Sistema de bienestar (V)

Frans van den Broek

La colega que tendría a Rafiri en su grupo pidió conversar con Fernando, para saber algo del cliente, como era habitual antes del inicio de un curso. Normalmente disponía el consultor de un informe previo, pero en este caso se había retrasado por la misma carga de trabajo y tendría que pedirle información a Fernando de manera personal. Fernando no vio esta perspectiva con buenos ojos, pues la colega era atractiva, y a él le perturbaba hablar con mujeres guapas con las que sabía no tenía la más mínima posibilidad de seducción. Además, la mujer tenía un carácter dominante que asustaba al hombre más terciado. Pero cumplió con su deber de modo estoico, advirtiendo a Jacqueline que Rafiri tenía problemas, contándole más o menos su historia, sin exagerar o dar demasiados detalles, y recomendándole hacer uso de un trato paciente y poco directivo, aún a sabiendas de que esto último era poco menos que imposible para ella.       

Llegó el lunes y Rafiri apareció para el curso, que tomaba todo un día entero por semana en el local, durante ocho semanas. Las sesiones del entrenamiento se sucedieron sin problemas, y Fernando pudo ver a Rafiri por la tarde sentado en el cuarto de computadoras, buscando vacantes, y hasta se saludaron, pero Fernando no se detuvo, cauteloso por su reacción del otro día, y también algo herido, debía reconocerlo, porque él se había portado bien con Rafiri, mientras que este lo había acusado de negligencia laboral. Al día siguiente le preguntó a Jacqueline cómo se había comportado Rafiri, y ella le dijo que bien, aunque de modo muy retraído. No había dicho nada, no había conversado con sus compañeros de curso, si bien había hecho todos los ejercicios con facilidad.

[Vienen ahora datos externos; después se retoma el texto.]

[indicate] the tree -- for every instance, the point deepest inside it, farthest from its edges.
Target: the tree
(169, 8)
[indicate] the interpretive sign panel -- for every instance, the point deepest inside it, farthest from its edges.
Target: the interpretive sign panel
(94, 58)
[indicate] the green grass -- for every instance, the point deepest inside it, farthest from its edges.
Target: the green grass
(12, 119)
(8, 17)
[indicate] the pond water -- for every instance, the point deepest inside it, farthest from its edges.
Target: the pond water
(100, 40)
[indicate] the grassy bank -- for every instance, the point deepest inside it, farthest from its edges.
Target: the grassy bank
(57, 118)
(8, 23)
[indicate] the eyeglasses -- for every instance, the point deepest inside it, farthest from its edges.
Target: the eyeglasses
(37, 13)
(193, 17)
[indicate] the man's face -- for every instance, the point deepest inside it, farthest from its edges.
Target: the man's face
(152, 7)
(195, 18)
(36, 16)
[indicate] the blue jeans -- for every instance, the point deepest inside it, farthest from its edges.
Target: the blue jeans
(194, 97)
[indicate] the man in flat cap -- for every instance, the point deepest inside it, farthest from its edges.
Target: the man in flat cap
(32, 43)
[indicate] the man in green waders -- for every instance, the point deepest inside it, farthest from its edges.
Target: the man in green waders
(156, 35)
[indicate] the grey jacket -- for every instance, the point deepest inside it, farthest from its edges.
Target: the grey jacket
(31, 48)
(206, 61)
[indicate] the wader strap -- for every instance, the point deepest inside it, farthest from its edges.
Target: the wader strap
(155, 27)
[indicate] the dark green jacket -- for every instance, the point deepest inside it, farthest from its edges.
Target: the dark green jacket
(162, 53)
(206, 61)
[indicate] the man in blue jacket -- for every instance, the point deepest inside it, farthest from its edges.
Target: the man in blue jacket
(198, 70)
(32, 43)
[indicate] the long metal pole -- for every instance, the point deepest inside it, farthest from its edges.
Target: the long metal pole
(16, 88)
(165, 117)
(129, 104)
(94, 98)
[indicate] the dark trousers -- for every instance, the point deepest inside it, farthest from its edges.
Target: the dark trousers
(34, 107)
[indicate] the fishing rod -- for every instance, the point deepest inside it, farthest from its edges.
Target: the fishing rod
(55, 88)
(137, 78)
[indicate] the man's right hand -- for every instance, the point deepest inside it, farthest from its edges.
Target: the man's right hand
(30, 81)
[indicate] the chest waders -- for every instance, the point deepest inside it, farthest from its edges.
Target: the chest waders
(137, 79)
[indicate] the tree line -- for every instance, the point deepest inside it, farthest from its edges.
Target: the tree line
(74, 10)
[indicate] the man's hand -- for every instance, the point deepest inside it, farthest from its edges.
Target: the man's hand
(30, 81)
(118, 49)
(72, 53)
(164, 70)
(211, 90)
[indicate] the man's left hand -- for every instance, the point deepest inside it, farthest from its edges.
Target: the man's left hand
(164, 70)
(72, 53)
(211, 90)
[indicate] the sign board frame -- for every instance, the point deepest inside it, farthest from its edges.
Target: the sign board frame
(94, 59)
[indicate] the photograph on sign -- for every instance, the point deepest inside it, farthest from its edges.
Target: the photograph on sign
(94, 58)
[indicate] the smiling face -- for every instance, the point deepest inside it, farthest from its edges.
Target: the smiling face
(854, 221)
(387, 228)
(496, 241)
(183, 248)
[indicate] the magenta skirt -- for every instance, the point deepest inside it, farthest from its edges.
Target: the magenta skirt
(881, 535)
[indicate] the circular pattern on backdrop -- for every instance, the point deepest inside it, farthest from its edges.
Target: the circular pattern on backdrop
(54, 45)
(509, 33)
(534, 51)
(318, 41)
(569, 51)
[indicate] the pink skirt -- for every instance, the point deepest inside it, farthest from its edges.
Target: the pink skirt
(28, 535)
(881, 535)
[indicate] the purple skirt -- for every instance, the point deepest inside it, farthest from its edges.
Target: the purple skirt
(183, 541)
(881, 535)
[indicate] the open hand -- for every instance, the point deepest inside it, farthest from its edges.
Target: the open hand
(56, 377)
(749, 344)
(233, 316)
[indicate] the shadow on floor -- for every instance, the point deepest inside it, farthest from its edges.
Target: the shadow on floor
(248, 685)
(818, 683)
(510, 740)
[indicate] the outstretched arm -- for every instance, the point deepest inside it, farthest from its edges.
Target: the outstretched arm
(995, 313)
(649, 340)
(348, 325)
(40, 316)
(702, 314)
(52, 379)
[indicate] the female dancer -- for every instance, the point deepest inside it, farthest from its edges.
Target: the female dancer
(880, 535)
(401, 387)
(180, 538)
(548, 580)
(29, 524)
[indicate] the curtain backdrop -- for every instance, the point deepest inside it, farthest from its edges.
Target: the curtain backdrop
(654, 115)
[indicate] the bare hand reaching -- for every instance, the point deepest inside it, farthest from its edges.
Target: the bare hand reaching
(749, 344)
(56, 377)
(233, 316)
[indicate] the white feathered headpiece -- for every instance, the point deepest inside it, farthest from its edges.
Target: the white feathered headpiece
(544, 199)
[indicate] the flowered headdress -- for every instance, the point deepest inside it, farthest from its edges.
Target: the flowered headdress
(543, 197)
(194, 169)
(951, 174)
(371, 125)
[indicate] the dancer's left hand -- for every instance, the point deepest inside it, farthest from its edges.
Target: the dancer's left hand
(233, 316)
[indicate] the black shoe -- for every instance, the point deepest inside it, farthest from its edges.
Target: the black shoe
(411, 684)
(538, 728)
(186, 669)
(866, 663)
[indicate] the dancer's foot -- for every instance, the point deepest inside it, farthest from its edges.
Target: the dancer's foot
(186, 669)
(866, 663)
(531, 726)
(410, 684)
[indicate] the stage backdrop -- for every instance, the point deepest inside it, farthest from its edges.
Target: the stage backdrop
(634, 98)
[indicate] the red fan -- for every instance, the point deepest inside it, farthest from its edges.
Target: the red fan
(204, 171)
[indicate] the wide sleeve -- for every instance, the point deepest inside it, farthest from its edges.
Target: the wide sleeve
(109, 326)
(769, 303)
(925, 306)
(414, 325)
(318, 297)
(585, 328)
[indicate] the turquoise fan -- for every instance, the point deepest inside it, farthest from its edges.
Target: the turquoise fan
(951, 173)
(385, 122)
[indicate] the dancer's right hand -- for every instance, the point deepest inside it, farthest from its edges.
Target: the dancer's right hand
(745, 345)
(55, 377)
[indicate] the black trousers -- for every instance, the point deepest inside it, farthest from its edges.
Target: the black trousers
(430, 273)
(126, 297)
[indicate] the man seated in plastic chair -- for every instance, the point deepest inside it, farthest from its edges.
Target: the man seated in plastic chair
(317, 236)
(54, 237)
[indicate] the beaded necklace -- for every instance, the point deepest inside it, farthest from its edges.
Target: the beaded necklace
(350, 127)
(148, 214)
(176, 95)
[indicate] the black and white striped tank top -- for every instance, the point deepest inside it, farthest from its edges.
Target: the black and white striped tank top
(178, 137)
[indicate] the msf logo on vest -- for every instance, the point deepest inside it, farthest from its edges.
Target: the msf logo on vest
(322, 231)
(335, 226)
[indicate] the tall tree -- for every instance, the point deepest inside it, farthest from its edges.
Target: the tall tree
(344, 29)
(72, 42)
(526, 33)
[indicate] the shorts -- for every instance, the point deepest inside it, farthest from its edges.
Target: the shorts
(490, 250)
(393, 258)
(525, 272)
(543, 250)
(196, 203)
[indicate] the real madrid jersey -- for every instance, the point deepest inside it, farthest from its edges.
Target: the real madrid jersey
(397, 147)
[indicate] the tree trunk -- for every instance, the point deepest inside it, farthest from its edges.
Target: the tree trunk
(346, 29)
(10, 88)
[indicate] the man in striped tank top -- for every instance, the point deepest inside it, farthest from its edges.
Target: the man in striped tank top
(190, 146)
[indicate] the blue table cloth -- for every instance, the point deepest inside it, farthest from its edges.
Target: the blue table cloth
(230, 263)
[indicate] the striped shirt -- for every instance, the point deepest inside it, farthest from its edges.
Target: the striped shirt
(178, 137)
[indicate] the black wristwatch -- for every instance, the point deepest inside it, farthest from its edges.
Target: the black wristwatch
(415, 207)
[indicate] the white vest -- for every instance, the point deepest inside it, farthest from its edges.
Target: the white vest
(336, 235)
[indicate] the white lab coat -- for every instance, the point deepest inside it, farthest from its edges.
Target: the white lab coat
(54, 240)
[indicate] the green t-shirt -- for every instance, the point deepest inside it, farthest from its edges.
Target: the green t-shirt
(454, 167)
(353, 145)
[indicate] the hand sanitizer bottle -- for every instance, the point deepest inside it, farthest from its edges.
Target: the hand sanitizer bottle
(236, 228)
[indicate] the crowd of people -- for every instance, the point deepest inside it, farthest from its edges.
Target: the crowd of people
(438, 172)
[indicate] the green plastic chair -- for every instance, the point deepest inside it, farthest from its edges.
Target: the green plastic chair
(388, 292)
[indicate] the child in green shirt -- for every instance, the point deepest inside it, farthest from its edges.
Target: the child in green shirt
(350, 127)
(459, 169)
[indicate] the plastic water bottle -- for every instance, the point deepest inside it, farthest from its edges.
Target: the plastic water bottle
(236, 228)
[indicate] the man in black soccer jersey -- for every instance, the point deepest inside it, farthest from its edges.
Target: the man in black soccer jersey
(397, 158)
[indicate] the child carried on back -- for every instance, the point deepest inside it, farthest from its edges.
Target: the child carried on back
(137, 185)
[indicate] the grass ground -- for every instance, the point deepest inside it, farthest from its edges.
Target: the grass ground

Todo el tiempo había estado serio y callado.

 Llegó el viernes, día en que Jacqueline había hecho una cita con Rafiri para tener una conversación individual, parte del curso de reintegración. Fernando se hallaba en el cuarto de computadoras, desde donde podía verse lo que pasaba en la habitación escogida por Jacqueline para esta entrevista, pues tenía muros de vidrio y la persiana estaba abierta, aunque no recogida, por lo que sus perfiles aparecían cortados por las líneas simétricas de las láminas. Apenas si se escuchaba el murmullo de su conversación, ahogada por la pared y los ruidos del cuarto de computadoras.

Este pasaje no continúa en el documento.